D’après la demanderesse, le fait que la marque de l’Union européenne a été déposée de mauvaise foi ne saurait être modifié par le seul fait que la déclaration, non étayée, qu’elle a acquis la propriété de toutes les marques; L’OMPI a déjà déclaré que l’enregistrement des marques susmentionnées était nul et non avenu et que l’Office slovène de la propriété intellectuelle a rejeté le transfert de propriété.
La demanderesse explique que le fait qu’une autre marque a été enregistrée, qui est identique à une marque antérieure, modifie entièrement la position économique du demandeur, puisque la valeur de la marque promise à la demanderesse a considérablement diminué par cette enregistrement. Le fait qu’il existe une autre marque identique influence également la volonté et la volonté d’acheteurs potentiels des marques gageuses.
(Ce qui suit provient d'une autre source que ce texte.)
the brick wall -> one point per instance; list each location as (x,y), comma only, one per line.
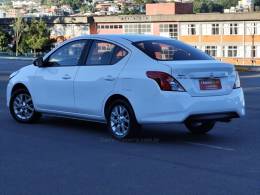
(169,8)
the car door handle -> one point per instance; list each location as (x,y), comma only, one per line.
(66,77)
(109,78)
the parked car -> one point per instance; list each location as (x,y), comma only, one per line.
(127,81)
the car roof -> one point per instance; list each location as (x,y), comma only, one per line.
(129,37)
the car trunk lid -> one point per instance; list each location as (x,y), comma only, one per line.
(203,77)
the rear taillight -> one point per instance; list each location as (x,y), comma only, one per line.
(237,81)
(165,81)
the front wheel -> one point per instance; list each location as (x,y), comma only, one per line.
(22,107)
(121,120)
(200,127)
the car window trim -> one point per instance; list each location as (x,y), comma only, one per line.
(80,58)
(101,40)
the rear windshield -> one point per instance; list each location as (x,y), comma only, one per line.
(170,50)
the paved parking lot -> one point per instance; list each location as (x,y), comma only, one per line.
(64,156)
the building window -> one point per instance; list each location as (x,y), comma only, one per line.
(136,28)
(215,29)
(233,29)
(232,51)
(253,51)
(192,29)
(211,50)
(252,28)
(171,29)
(106,26)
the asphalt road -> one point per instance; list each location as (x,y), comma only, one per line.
(63,156)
Il est possible qu’après l’enregistrement de la marque de l’Union européenne contestée, aucun acheteur ne fasse une demande pour son achat et son achat, puisqu’il sait qu’une marque identique est titulaire d’une marque identique.
En ce qui concerne l’affirmation de la titulaire de la MUE selon laquelle ses droits seraient concernés, la demanderesse avance que personne ne peut faire valoir que ses droits ou intérêts ont été affectés si ces droits et intérêts venaient à former des actions visant à nuire aux droits et aux intérêts d’autres personnes.
Elle affirme en outre que la position de la Cour suprême de la République de Slovénie est qu’un créancier doit légitimement demander l’annulation d’une marque qui est identique ou similaire à celle sur laquelle il s’opte. car de nouvelles marques, qui sont une diminution identique ou similaire à la valeur des marques antérieures et, par conséquent, ont une incidence sur la valeur des actifs donnés en nantissement.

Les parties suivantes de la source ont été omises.